На что Папак, наклонившись ко мне, сказал, будто продолжая или даже завершая ранее начатый разговор:
— Вот так, Мусенька, когда один в облаках, другому надо крепко стоять на земле…
Потом выпускница консерватории играла на рояле медленный танец «Наз-пар» композитора Маиляна, музыка которого обладала свойством обострять и радость и горе — ее играли и на свадьбах и на похоронах…
Артист армянского театра исполнил традиционный монолог Пэпо, исступленно обличая социальную несправедливость старого мира. Артистка русского театра прочла «Песню о Буревестнике». И все они были признаны и оценены.
Я сидела, разрываемая между желанием заслужить свою долю восторгов и опасениями насчет того, что не получу их сполна. Но тикин Перчануш властно сказала:
— А теперь послушаем Мусю.
Папак захлопал в ладоши, призывая к тишине.
Охваченная жаром и счастьем общения с аудиторией, я читала свои лучшие стихи:
Зарыдала зурна недаром
Звоном звуков золотых,
Загрустила чинная чинара,
Тополь трепетный затих…
— Великолепно! — прошептала тикин Перчануш. — Какая музыка!
Но я-то помнила, что, выслушав эти стихи на заседании университетского кружка, наш верховный критик Ака Корнев сделал брезгливую гримасу:
— Ну, знаете… аллитераций вы там напустили — слушать невозможно!
— Талант! — провозгласил Папак Перчиевич, заглушая аплодисменты.
— Какая прелесть! — сказала артистка русского театра.
— Иди ко мне, я тебя поцелую, — требовала тикин Перчануш. Она шепнула мне: — Ты наша надежда…

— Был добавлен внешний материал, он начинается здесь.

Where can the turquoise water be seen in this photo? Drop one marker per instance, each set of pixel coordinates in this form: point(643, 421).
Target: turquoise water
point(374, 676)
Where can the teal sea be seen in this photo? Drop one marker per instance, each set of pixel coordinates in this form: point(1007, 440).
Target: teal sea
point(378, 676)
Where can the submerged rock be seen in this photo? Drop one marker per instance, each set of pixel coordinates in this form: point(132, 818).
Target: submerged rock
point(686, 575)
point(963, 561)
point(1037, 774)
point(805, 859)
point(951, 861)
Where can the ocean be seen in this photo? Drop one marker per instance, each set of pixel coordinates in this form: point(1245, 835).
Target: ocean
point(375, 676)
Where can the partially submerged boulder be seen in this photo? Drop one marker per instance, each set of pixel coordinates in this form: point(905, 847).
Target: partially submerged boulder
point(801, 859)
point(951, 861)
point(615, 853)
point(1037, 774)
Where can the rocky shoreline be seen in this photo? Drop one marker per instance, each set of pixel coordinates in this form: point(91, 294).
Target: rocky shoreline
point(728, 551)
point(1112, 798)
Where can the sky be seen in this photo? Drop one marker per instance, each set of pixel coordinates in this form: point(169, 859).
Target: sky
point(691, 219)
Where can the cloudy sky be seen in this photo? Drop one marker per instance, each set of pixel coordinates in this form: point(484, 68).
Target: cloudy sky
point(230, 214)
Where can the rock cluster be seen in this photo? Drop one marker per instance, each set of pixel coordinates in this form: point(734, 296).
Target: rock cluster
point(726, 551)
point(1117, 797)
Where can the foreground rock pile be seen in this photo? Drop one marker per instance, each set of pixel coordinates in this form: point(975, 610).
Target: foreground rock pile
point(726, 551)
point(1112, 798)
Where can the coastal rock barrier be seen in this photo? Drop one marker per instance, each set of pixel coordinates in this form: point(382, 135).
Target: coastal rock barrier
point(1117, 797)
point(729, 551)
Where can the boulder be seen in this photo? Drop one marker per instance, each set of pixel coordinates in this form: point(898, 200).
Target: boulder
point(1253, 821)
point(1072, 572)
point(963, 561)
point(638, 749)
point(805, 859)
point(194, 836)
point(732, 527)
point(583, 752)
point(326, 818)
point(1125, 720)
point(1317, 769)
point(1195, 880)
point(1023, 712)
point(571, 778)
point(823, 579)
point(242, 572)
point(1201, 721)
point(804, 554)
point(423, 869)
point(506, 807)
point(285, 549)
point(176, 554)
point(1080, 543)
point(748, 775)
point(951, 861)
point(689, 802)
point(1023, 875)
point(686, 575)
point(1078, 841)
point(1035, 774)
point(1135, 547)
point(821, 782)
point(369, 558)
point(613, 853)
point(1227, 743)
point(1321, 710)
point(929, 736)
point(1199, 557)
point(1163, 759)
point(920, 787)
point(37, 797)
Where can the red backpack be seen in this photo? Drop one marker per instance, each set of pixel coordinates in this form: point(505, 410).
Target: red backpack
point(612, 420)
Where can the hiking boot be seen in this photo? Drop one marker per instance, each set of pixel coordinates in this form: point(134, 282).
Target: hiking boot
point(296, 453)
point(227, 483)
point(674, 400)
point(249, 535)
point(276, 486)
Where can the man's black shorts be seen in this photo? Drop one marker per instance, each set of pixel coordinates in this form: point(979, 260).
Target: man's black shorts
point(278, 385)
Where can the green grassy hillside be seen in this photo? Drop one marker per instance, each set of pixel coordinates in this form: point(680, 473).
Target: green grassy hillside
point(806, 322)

Как приятно быть надеждой! Как это окрыляет! На другое утро, едва проснувшись, я сразу принялась писать стихи.
* * *
У нас в квартире начался ремонт. На беленые обшарпанные стены клеили красивые обои. До половины гладкие, а выше бордюр из крупных цветов того же оттенка. Циклевали полы. Все бы это ничего, но когда начали красить двери и окна, то жаркие августовские ночи, пропитанные духом олифы и краски, начисто лишали сна. Ночевать дома было невозможно. Старшие пристроились у дедушки, а меня приютили Прошьяны.
И не то чтобы приютили, а просто потребовали:
— Муся ночует у нас, только у нас!
И тикин Перчануш деятельно принялась устраивать меня в маленькой комнатке-чуланчике.
Она отвергла мое предложение принести свою постель.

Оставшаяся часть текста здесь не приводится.